Identificar las propias debilidades los déficits en competencias y habilidades es útil para evitar que el profesional acometa intervenciones para las que no está preparado y por lo tanto intervenciones que pueden producir daño a los pacientes atendidos. Tener expectativas realistas de las propias competencias permite evitar embarcarse en tareas que pueden llevar a dolorosos fracasos.
La identificación de las propias debilidades sirve asimismo para ayudar a los profesionales a definir objetivos de aprendizaje y por lo tanto seleccionar actividades y experiencias educativas. Aunque también conocer las propias fortalezas debería ayudar a no persistir en alcanzar objetivos educativos que ya se han superado. Sin embargo, en la realidad vemos como una y otra vez los profesionales acuden a cursos y actividades docentes en temas que constituyen sus áreas de interés, áreas en las que probablemente se encuentran especialmente preparados. No obstante, conocer las propias fortalezas potencialmente no deja de ser un instrumento para afrontar nuevos retos de aprendizaje en vez de perpetuarse en las áreas ya dominadas. Pero también permite ver objetivos educativos como continuación lógica de las competencias actuales.

Conocer las propias fortalezas a su vez tiene aportaciones especificas como la de proporcionar autoconfianza para llevar a cabo tareas necesarias sin titubeos o dudas injustificadas o incluso para que se adopten conductas “dimisionistas”. También facilita no abandonar un determinado plan de acción precipitadamente fruto de dudas por la aparición inicial de resultados no favorables.
Por lo tanto autoevaluacion es una habilidad clave tanto para la práctica diaria como para la formación. A nivel de práctica diaria es un arma para alcanzar un equilibrio entre prudencia y temeridad entre experimentación y seguridad en la practica diaria. En la educación permite elegir objetivos apropiados no conseguidos hasta el momento pero alcanzables acometiendo actividades que produzcan satisfacción motivación y no sensación de fracaso.

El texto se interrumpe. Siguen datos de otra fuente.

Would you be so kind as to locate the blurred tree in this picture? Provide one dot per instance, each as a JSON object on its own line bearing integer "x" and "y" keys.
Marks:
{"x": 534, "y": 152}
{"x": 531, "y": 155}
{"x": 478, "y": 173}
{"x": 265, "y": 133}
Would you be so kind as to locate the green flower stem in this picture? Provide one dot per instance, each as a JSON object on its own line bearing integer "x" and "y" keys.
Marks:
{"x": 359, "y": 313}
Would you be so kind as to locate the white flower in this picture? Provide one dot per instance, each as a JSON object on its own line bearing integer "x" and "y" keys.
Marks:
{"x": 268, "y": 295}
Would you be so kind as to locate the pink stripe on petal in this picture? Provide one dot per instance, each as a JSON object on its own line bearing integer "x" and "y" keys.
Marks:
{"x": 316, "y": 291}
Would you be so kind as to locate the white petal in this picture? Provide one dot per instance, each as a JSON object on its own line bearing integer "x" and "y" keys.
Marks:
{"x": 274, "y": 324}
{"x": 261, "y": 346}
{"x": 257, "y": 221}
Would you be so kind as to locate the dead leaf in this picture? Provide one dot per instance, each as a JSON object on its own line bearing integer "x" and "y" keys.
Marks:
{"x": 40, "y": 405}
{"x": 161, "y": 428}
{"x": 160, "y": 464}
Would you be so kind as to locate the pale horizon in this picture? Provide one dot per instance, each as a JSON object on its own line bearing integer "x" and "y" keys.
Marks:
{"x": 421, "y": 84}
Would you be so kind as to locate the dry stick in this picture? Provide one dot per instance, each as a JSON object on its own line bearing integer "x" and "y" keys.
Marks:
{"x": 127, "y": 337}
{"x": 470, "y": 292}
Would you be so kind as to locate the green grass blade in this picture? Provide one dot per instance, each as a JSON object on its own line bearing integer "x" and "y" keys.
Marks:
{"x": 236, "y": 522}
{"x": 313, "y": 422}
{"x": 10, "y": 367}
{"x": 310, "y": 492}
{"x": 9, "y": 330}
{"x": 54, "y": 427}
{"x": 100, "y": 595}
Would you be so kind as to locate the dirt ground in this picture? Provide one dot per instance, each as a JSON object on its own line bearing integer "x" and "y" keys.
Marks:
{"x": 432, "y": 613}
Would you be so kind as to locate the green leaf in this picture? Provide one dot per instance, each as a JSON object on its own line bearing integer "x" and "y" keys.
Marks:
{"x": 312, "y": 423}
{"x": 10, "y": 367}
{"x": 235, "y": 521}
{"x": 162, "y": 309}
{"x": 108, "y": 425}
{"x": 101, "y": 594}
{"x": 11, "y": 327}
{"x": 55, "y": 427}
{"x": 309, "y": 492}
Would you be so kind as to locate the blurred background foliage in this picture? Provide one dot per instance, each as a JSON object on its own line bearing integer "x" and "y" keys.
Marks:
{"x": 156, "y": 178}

Volviendo a la cuestión inicial en relación con la guía de competencias del libro del residente de MFyC hemos dicho que posiblemente el mayor condicionante de éste instrumento es la carencia de criterios válidos para que el residente haga una estimación fundamentada de su competencia. Aun cuando el residente intente tomar como referencia su actuación clínica y reflexionar sobre ella, a menudo carece de criterios comparativos suficientes ya que debe de ser capaz de evaluar tanto la propia actuación como las habilidades generales implicadas en ella.

Entre los elementos que el residente puede aprovechar para autoevaluarse están la observación de la prácticas de otros, los resultados de la suya sobre todo si van acompañados de feed-back apropiado y estándares explícitos de practica ya sean mínimos o de excelencia clínica. Sin considerar proporcionar referencias claras la utilidad de los instrumentos de autoevaluación en general y la guía de competencias del libro del residente de MFyC serán de escasa utilidad.